To further verify the vital role of angiogenesis in rhEPO induced tumor growth of pituitary adenoma cell xenografts, we administered rhEPO (2000 U/kg) plus bevacizumab (10 mg/kg), a VEGF inhibitor, to nude mice bearing xenograft tumors. After a two-week administration, the bevacizumab administration significantly attenuated EPO-dependent tumor growth and angiogenesis (P<0.05, Figs. 3 and 4). These observations further confirmed the key proangiogenic role of rhEPO in its in vivo tumor growth acceleration.

To further verify the involvement of EPO-JAK2-STAT3-VEGF signaling axis in rhEPO-induced angiogenesis, we cultured HUVECs with rhEPO (5 U/ml), rhEPO (5 U/ml) plus AG490 (20 μM/l) or low-serum medium for 48 h, and then CCK8 assay, Western blot analysis and RT-PCR were performed. We found that rhEPO significantly promoted the proliferation (P<0.05, Fig. 5A) and activated JAK2-STAT3-VEGF signaling in HUVECs (P<0.05, Fig. 5B–D). Moreover, AG490 significantly inhibited these EPO-induced effects in vitro (P<0.05, Fig. 5). These results further confirmed the vital role of EPO-JAK2-STAT3-VEGF signaling axis in rhEPO-induced angiogenesis.

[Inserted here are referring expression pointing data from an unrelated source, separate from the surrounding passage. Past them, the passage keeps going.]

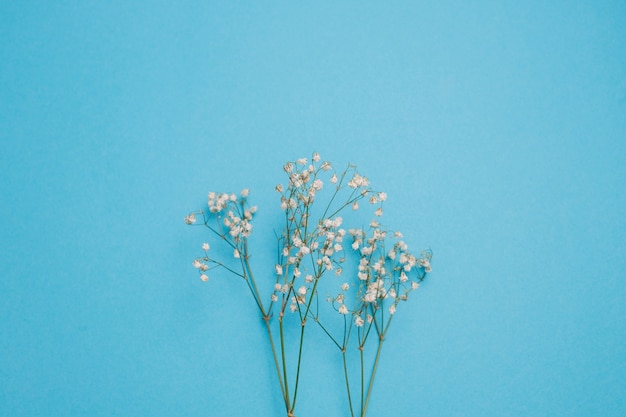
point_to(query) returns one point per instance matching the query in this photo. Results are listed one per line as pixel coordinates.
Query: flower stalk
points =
(314, 250)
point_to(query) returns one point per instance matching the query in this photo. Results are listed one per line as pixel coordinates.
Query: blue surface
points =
(498, 129)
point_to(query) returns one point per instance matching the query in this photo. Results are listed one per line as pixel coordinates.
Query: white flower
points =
(425, 263)
(318, 184)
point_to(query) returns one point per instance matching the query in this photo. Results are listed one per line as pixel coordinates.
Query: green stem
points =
(345, 372)
(362, 378)
(295, 391)
(282, 350)
(374, 369)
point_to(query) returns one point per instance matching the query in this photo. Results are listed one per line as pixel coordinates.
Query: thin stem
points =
(362, 377)
(374, 369)
(282, 350)
(295, 391)
(345, 372)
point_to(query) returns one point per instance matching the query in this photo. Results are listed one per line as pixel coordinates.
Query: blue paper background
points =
(498, 129)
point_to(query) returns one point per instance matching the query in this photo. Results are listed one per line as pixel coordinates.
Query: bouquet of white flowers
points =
(371, 268)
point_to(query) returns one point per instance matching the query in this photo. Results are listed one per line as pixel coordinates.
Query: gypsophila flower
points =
(379, 272)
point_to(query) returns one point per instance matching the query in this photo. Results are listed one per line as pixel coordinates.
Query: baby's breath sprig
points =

To further demonstrate the proangiogenic role of rhEPO more intuitively, we investigated its effect on neovascularisation in the developing chorioallantoic membrane (CAM) of the chicken embryo. As a trigger for angiogenesis, fibrous membrane diluted with rhEPO (5 U/ml) or PBS were placed on the CAM of chicken embryos. After 72 h, vessel formation was significantly increased in EPO treated CAM compared to the control (P<0.05, Fig. 6). As shown in Fig. 6, in contrast, when rhEPO (5 U/ml) plus AG490 (20 μM/l) were further incubated on the CAM for 72 h, AG490 significantly attenuated the EPO induced vessel formation (P<0.05).